These condensed consolidated Financial Statements have not been audited. We have condensed or omitted certain information and footnote disclosures normally included in financial statements presented in accordance with U.S. generally accepted accounting principles (“GAAP”). Although we believe our disclosures are adequate to make the information presented not misleading, you should read the financial statements in this report in conjunction with the consolidated financial statements and notes to those financial statements in our Annual Report on Form 10-K for the fiscal year ended December 28, 2012, (“2012 Form 10-K”). Certain terms not otherwise defined in this Form 10-Q have the meanings specified in our 2012 Form 10-K.
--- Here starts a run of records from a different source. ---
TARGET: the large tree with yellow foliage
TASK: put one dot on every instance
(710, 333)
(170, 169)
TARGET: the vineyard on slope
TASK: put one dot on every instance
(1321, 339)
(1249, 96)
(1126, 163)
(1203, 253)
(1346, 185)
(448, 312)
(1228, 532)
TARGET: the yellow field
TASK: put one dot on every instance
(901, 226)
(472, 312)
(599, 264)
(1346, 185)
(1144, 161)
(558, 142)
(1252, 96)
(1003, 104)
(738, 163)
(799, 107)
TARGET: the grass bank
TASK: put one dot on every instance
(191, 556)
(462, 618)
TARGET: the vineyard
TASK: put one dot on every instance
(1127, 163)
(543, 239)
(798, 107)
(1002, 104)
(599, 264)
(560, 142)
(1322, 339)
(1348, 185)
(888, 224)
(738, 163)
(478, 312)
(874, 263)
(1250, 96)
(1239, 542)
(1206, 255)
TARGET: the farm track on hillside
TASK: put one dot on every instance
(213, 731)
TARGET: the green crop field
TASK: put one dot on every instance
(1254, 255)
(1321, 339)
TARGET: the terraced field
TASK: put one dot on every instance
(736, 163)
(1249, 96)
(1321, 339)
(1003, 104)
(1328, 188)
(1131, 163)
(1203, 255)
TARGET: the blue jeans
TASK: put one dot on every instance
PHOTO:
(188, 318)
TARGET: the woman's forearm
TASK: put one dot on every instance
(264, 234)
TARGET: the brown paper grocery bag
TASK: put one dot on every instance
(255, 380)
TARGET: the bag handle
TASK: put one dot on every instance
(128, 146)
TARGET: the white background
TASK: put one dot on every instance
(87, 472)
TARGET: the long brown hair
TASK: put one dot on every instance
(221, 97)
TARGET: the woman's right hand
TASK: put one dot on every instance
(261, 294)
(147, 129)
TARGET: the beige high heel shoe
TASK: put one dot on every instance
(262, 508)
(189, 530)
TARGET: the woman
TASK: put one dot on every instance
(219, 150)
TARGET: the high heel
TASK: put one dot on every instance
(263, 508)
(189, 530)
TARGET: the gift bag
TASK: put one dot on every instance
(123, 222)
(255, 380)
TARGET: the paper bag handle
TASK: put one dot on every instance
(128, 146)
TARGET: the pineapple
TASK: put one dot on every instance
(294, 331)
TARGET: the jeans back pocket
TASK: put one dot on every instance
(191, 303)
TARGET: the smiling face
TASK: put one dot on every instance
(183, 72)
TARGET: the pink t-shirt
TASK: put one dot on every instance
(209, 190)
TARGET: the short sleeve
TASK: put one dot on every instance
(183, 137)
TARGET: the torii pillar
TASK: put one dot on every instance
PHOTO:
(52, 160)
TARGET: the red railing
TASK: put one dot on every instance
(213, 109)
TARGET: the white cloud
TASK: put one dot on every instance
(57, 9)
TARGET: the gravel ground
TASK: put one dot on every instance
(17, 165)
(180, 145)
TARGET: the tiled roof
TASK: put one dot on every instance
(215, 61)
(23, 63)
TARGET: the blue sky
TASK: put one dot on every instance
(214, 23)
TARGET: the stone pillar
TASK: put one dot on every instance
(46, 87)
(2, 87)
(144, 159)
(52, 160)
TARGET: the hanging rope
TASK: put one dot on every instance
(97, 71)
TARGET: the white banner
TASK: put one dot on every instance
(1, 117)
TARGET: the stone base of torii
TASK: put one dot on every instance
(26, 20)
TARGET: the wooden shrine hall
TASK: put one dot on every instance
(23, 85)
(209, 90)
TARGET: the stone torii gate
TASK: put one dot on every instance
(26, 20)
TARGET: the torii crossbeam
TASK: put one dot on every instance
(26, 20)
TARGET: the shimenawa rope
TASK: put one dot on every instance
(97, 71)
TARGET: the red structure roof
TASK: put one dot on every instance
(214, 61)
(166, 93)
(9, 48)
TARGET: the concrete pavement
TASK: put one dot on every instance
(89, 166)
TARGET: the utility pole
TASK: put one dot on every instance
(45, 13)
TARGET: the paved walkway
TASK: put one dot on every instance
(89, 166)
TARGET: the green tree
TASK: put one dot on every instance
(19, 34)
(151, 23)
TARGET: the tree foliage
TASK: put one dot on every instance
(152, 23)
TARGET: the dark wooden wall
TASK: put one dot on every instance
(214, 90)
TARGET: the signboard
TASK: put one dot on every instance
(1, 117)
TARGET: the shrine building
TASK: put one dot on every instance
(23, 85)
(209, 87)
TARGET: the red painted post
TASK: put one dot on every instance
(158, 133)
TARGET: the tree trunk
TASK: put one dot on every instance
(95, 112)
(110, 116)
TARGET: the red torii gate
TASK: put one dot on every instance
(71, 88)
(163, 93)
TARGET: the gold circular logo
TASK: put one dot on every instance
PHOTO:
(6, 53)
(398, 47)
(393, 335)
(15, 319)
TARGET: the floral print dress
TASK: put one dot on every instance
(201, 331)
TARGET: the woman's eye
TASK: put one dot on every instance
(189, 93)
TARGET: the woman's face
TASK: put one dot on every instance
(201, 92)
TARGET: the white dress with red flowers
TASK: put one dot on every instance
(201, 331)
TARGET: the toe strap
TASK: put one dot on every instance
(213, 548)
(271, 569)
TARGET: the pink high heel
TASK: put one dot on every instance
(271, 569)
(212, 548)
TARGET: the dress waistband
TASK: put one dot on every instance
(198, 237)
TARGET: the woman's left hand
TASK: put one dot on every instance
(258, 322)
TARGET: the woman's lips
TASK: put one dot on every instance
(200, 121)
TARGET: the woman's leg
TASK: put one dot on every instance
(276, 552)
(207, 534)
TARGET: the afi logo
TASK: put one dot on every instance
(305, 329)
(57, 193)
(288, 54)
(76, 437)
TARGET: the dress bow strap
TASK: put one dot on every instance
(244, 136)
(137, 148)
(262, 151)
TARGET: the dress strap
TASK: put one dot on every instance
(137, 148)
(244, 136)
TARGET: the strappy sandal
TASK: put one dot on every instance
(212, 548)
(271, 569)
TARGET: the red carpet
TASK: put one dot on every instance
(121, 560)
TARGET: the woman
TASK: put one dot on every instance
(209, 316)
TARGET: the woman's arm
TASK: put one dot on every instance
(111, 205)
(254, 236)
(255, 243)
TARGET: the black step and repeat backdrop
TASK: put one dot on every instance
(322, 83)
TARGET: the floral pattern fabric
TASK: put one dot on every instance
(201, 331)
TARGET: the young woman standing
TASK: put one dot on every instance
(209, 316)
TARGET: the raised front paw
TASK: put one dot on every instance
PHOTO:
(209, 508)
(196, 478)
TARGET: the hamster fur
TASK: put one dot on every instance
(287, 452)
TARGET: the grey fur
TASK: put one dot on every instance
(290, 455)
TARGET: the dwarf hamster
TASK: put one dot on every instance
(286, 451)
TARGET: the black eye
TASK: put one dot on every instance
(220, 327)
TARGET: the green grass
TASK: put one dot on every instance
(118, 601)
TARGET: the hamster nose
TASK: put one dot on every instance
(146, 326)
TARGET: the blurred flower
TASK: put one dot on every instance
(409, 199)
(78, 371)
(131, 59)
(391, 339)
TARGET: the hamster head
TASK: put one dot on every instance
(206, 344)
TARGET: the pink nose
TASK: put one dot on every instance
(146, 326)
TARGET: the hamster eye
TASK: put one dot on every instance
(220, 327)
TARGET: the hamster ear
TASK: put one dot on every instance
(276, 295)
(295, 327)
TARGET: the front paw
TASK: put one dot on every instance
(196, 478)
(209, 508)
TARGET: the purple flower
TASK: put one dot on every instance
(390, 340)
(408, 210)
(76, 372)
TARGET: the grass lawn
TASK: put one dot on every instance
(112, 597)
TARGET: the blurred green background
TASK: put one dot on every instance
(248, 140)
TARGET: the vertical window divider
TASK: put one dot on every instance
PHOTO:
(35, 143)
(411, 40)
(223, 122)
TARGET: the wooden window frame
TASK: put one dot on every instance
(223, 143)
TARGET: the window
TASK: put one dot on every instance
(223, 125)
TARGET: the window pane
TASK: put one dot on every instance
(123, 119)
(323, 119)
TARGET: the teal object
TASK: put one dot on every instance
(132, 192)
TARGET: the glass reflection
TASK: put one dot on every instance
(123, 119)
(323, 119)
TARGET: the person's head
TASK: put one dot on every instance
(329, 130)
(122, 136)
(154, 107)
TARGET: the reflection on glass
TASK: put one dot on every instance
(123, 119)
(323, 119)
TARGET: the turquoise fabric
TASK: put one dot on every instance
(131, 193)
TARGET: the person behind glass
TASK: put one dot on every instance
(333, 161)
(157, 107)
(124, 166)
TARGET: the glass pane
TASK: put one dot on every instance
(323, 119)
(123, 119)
Preparation of financial statements that conform with GAAP requires management to make estimates and assumptions that affect the reported amounts of assets and liabilities as of the date of the financial statements, the reported amounts of revenues and expenses during the reporting periods, and the disclosures of contingent liabilities. Accordingly, ultimate results could differ from those estimates.
Beginning with our 2013 fiscal year, we changed our financial reporting cycle to a calendar year-end reporting cycle and an end-of-month quarterly reporting cycle. Accordingly, our 2013 fiscal year began on December 29, 2012 (the day after the end of the 2012 fiscal year) and will end on December 31, 2013, and our 2013 quarters will include the three month periods ended March 31, June 30, September 30, and December 31, except that the period ended March 31, 2013 also includes December 29, 2012 through December 31, 2012. Our future fiscal years will begin on January 1 and end on December 31. Historically, our fiscal year was a 52-53 week fiscal year that ended on the Friday nearest to December 31, and our quarterly reporting cycle included twelve week periods for the first, second, and third quarters and a sixteen week period (or in some cases a seventeen week period) for the fourth quarter. We have not restated and do not plan to restate historical results.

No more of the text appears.